Ideas

Kudankulam II Goes Critical: Why India Needs Hundreds More  

Swarajya Staff

Sep 02, 2016, 11:26 AM | Updated 11:26 AM IST


Image Credit: indiawaterportal.org/The Kudankulam Nuclear Power Plant (KKNPP)/Wikimedia Commons
Image Credit: indiawaterportal.org/The Kudankulam Nuclear Power Plant (KKNPP)/Wikimedia Commons
  • India received a 1,000 MW boost in electricity generation with the second unit of KKNPP achieving criticality.
  • There is a need for hundreds of such reactors to keep pace with India’s increasing power needs.
  • The second unit of the Kudankulam Nuclear Power Project (KKNPP) went critical, or started nuclear fission, on 28 August 2016, paving the way for a 1,000 MW increase in electricity generation, even as India needs hundreds of such reactors to satiate its power needs.

    The unit will boost the country’s collective nuclear power generation capacity to 6,780 MW from the existing 5,780 MW. India operates 22 nuclear power reactors and the Nuclear Power Corporation of India (NPCIL) is planning to commission four more soon.

    However, all this is just a drop in the ocean.

    India currently generates a little more than 250 GW of electricity, and according to a study, it would require an electricity generating potential of 1,400 GW by 2060. An average Indian today consumes much less power (917 kWh a year) than his European counterpart (nearly 3,000 kWh a year).
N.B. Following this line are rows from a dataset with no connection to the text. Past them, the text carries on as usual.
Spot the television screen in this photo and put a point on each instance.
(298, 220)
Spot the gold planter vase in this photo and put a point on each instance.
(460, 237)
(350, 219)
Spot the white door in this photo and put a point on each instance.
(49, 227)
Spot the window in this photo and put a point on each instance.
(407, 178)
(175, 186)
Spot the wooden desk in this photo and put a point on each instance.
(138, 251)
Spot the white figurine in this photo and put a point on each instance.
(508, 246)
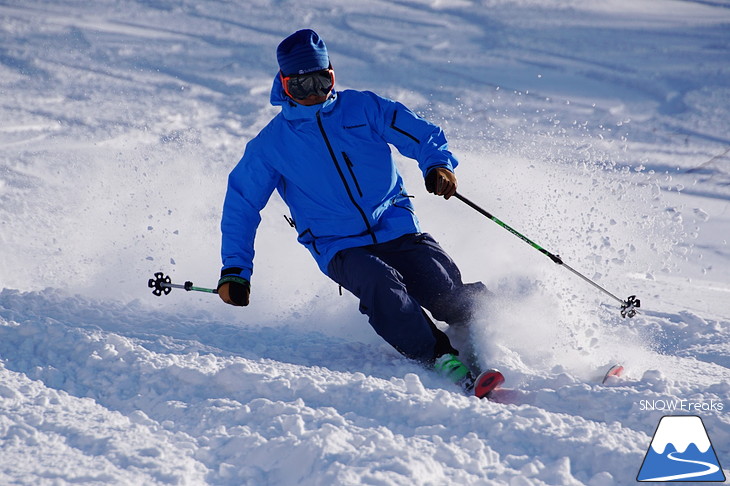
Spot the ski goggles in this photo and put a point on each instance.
(302, 86)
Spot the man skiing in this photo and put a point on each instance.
(327, 154)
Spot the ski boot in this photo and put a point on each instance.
(450, 367)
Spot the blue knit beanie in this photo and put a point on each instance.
(302, 52)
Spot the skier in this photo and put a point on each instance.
(327, 154)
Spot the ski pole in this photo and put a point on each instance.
(628, 306)
(162, 284)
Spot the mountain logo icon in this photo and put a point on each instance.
(681, 451)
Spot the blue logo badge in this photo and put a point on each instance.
(681, 451)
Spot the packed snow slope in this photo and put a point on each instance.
(598, 129)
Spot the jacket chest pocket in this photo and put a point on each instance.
(351, 170)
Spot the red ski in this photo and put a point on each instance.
(486, 382)
(616, 370)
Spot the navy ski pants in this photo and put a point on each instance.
(396, 280)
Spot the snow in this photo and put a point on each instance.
(597, 129)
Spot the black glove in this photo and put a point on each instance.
(441, 181)
(234, 290)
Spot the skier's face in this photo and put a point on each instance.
(309, 89)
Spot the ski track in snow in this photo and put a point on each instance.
(597, 130)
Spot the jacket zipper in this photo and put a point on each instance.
(350, 167)
(344, 180)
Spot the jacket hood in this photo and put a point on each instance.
(295, 111)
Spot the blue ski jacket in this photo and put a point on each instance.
(332, 165)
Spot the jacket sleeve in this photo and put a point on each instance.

But when this gap is bridged by increasing incomes and overall economic development, power demand will naturally go up significantly.

    Swarajya author Jaideep Prabhu, therefore, presents a case for hundreds of more such reactors:

    At present, some 40 reactor projects are ongoing or have been stalled due to legal complications but Delhi should not be thinking about 30 or 40 reactors – it should be considering 300 or 400.
    Even with such a massive investment over the next 50 years, nuclear power will still amount to less than 35 percent of India’s total energy mix. Indeed, the US represents a similar energy mix today with a hundred reactors for its 315 million people.

    The KKNPP achieved first criticality on 28 August, which is likely to be connected to the southern grid after it starts generating 400 MW of power within 45 days.

    The 1,000 MW first unit attained criticality on 13 July 2013 and was synchronised with the grid in October the same year.